EOM: I think you're attributing motives or reading something... well, that is there, I'll give you that...but the people who were there weren't thinking that. It wasn't in my head.
SL: Well my job is precisely to have something in my head that is not in your head. I'm not playing the psychoanalyst, [trying to figure out what's in your head.] What I'm doing is reading the image against its historical background. It's not meant to be personal--
EOM: I'm just saying as I recall whatever the hell I thought I was doing, standing on a beach--it wasn't intentional. I do think that letting things go instead of chasing back things that were formative in my life...I prefer to let things turn over.
Lavin was clearly frustrated by Moss’ refusal to admit that he could have been part of something that he wouldn’t necessarily individually intend -- that is, part of a celebrated male-dominated architectural community that existed during the upswing of ‘70s feminism. Lavin’s didn’t seem to be trying to corner Moss into admitting sexist complacency or misogyny, only to question his professional operation as championing the architect’s intent above all environmental or historical interpretations. The conversation moved into Moss’ current role as Director of SCI-Arc, and his operations in Culver City, as Lavin tried to tease out a pedagogical focus despite Moss’ insistence that “I'm the guy who said that SCI-Arc doesn't have a pedagogy”.
What followed was a kind of hilarious exchange between someone whose professional title is “Director of Critical Studies”, and an architect refusing to engage with critical interpretations of his work. If the first rule of improv is to “say yes” to your interlocutor, then Moss wasn’t exactly playing nice -- when Lavin started questioning the style of building photographs on EOM’s website, Moss refused to accept any premise that didn’t prioritize the intent of his firm, but didn't say what that intent actually was.
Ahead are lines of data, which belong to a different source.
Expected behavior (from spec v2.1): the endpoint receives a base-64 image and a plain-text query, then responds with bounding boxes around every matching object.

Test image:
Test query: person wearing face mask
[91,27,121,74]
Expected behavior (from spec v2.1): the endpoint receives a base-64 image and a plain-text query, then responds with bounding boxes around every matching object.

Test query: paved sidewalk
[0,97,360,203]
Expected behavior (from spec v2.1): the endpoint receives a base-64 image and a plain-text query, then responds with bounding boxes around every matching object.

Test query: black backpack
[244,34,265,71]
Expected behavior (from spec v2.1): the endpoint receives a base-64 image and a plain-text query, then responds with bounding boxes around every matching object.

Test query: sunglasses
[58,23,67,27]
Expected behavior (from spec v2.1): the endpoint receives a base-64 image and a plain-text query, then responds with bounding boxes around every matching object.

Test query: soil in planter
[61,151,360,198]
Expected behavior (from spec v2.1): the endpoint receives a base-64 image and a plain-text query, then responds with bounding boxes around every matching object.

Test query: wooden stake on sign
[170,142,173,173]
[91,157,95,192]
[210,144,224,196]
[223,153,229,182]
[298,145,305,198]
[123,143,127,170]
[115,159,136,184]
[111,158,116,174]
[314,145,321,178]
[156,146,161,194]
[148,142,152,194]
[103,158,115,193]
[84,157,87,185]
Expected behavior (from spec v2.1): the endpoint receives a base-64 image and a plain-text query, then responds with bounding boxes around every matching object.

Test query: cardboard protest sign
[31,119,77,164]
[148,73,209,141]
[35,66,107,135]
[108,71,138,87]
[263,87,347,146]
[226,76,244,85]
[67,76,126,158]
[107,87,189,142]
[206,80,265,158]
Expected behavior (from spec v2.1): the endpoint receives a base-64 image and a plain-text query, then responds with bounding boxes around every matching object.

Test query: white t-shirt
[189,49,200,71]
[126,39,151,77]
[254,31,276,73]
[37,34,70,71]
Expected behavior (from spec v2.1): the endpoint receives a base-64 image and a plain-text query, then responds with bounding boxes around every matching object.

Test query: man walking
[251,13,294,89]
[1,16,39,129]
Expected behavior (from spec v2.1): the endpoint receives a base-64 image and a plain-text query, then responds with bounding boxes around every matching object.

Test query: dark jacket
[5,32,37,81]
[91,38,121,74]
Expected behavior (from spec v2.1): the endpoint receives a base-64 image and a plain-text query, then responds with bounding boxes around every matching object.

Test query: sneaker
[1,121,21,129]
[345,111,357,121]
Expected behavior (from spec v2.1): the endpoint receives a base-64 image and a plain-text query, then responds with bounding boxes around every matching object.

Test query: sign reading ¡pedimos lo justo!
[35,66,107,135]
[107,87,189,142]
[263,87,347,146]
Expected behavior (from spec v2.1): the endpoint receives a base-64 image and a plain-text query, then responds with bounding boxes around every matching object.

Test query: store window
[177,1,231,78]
Going beyond rejection of the intentional fallacy, Moss seemed to embrace the romantic model of the architect as a solitary, self-inspiring creator of immaculate ideas -- a perspective that Lavin, in the opening of the conversation, suggested was harmful to architecture's professional reputation. In an era of collective criticism and the “diffuse democracy” of the internet, a collage of interpretations and criticisms can crop up in response to any authority’s opinion, and in this day and age the architect has a responsibility to accept the inevitability of that reaction.
In some ways, though, Moss’ refusal to engage with alternate critical opinions, or concretely define his own, may partially explain his strength as director at SCI-Arc. How do you keep an educational institution founded on youthful, innovative contrarianism fresh after forty years? By refusing to adopt any pedagogy -- the architect is free to take up any provisional outlook to realize (and here’s the allegiance to that romantic notion of solitary-creation) their idea. As soon as things start to concretize, they become antithetical to SCI-Arc's origin, and it’s time to move on -- no apologies.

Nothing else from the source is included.